Les questions reviennent et glissent d’un extrême à l’autre : grandir avec peu d’amour ou grandir avec trop d’amour. Trop d’amour (Sperling & Kupfer) est le titre d’un nouvel essai ainsi que le nom de la page Facebook de l’auteur Ameya Gabriella Canovi, psychologue et PhD, ainsi que co-auteur d’un podcast sur le sujet avec Selvaggia Lucarelli (qui signe la préface de l’essai). Le podcast a été téléchargé par plus de 1,5 million d’auditeurs pour une seule raison : la dépendance affective est une pathologie répandue. Il n’y a pas que les femmes qui en souffrent, bien au contraire. Le problème est la diversité des styles d’éducation pour lesquels les femmes grandissent avec une image d’elles-mêmes peu autonome sur le plan affectif et risquent donc beaucoup plus de devenir dépendantes sur le plan affectif. Le but atteint est l’autonomie dans le travail et dans la vie pratique. La pierre d’achoppement émotionnelle demeure.

«Mes patientes sont pour la plupart des femmes très accomplies dans le métier, âgées d’environ 30-40 ans. Contrairement à ce que l’on pourrait penser, la dépendance affective n’est pas corrélée avec une faible éducation ou un faible statut social. C’est une modalité relationnelle déformée qui implique de nombreuses personnes. Le vide est l’ennemi numéro un de mes patients. Ma tâche avec eux est d’aller me lier d’amitié avec cette peur, c’est une invitation à vivreapprendre à rester en jachère, comme un champ en jachère. Dans mes cours en présentiel, j’utilise différentes techniques de prise de conscience, dont la méditation. Ça aide. Est-ce que tu sais pourquoi? Les gens sont fondamentalement terrifiés à l’idée de se retrouver”, explique-t-il. La peur de devenir un adulte alors qu’on n’était pas aimé dans son enfance s’ajoute à la peur de devenir un parent trop aimant: intrusif, incapable de soutenir ses enfants en restant à distance même lorsqu’ils commettent des erreurs, incapable de pratiquer une éducation émotionnelle saine.

Ne fusionnez pas, restez distinct

Quelles sont les limites à respecter en amour ? « Les frontières sont invisibles et permanentes. Si nous ne savons pas qui je suis et qui vous êtes, nous aurons de gros problèmes. Il y a l’espace du je, l’espace du tu et l’espace du nous. Ils sont distincts, ils doivent fonctionner et respirer clairement. Pour moi, il est très clair que la fusion n’est pas saine. La fusion est typique de la dyade mère-enfant.
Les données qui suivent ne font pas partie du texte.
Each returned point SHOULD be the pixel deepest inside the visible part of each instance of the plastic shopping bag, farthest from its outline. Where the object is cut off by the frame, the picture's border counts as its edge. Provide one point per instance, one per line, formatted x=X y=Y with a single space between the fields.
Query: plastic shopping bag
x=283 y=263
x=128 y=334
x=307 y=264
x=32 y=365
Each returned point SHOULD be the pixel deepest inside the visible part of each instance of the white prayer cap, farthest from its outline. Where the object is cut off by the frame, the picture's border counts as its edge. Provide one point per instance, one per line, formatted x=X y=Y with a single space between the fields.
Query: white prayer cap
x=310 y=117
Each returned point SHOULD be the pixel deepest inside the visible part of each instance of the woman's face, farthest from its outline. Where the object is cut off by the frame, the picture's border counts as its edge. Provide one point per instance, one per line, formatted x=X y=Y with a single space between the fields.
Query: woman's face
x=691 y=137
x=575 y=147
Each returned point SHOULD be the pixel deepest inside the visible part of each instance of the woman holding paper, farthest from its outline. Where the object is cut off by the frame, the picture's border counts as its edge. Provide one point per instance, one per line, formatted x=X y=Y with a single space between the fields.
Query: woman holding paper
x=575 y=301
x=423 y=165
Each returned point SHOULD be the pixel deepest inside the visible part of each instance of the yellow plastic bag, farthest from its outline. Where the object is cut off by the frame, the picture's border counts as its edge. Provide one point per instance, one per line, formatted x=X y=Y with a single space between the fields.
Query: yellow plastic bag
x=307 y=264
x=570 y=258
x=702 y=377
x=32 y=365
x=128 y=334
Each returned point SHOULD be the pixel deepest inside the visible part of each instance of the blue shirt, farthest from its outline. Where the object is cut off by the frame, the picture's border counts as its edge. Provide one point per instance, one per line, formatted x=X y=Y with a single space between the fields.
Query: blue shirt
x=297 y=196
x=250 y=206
Dans l’histoire d’amourcontrairement à ce qu’on vante dans les poèmes, on suppose que les deux sont adultes et capables de se reconnaître et de reconnaître l’autre pas dans une goutte indistincte. La perception de ses propres limites et de celles des autres dans une relation n’est pas seulement nécessaire, elle est essentielle si nous voulons que cela fonctionne. Appelle à toute heure, attends que l’autre fasse, dis sois comme je veux, attends qu’il partage tout. Je pourrais faire une liste interminable. Voyons si nous envahissons ou partageons », explique Canovi, un ancien employé émotif.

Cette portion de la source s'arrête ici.